Dr. Espinola's testimony, together with appellant's confession that he drowned the deceased, and the eyewitness testimony of the deceased's siblings that the appellant held the deceased under water until she drowned, established that the evidence was sufficient to support the conviction.

Additionally, even after Dr. Bucklin changed his testimony as to cause of death he admitted that the pathological evidence was consistent with death by drowning.

The testimony of the deceased's siblings was not as clearcut as the Court of Appeals opinion indicated.
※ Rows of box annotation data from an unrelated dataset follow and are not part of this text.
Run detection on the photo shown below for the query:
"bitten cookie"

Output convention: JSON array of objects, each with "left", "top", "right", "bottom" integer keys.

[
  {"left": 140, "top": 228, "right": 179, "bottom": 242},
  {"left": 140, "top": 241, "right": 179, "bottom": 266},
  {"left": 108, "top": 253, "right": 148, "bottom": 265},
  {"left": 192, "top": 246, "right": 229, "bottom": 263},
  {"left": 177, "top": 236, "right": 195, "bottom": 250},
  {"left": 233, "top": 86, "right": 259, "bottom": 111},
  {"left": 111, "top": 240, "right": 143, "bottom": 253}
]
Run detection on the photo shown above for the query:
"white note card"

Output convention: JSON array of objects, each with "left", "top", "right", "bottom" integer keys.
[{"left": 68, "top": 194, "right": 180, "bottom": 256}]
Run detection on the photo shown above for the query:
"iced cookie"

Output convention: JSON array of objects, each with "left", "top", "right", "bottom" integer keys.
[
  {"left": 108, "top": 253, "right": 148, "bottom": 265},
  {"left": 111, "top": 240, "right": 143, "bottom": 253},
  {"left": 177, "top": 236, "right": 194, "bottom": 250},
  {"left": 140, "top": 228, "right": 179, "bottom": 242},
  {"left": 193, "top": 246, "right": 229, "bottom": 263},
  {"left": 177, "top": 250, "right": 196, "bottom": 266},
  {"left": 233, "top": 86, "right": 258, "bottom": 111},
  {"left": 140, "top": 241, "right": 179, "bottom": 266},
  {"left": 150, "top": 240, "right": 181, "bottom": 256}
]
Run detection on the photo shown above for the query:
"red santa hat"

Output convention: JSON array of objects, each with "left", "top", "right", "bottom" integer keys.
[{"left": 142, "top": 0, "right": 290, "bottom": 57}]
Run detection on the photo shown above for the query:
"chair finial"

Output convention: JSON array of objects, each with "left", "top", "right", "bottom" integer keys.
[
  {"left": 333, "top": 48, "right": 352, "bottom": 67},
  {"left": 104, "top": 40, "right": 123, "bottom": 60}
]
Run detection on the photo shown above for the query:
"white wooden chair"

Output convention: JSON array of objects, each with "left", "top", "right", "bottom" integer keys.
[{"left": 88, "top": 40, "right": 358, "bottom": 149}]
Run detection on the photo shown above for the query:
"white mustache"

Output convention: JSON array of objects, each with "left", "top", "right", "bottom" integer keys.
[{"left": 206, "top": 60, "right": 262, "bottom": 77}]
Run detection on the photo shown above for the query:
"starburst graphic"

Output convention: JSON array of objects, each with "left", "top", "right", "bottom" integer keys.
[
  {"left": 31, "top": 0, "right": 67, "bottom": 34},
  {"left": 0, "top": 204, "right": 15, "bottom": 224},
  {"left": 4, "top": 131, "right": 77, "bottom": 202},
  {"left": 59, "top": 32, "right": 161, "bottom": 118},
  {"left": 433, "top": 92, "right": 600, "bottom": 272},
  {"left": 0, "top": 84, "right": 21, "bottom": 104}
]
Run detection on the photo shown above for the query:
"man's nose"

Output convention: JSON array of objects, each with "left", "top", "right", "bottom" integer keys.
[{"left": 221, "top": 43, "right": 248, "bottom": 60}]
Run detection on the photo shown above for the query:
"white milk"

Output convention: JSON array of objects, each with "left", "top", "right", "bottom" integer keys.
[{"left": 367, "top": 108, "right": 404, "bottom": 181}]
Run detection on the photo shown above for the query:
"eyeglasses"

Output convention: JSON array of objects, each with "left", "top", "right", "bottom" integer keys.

Both James and Renee Bennett gave conflicting testimony concerning whether the deceased was alive and walking around after the drowning episode. James was asked:

"Q. Okay. After he got her out of the bathtub, was she alive or was she dead? "A. Dead. "Q. And after she was dead, was she saying anything like that? "A. No."

The holding of the Court of Appeals that the evidence was insufficient to prove cause of death is reversed.

We remand this cause to the Court of Appeals so that it can consider appellant's other grounds of error.

ROBERTS, CLINTON and TEAGUE, JJ., concur in the results.


[1] We perceive no other standard may be utilized by the Court of Appeals in reviewing criminal convictions other than sufficiency of the evidence to support the conviction.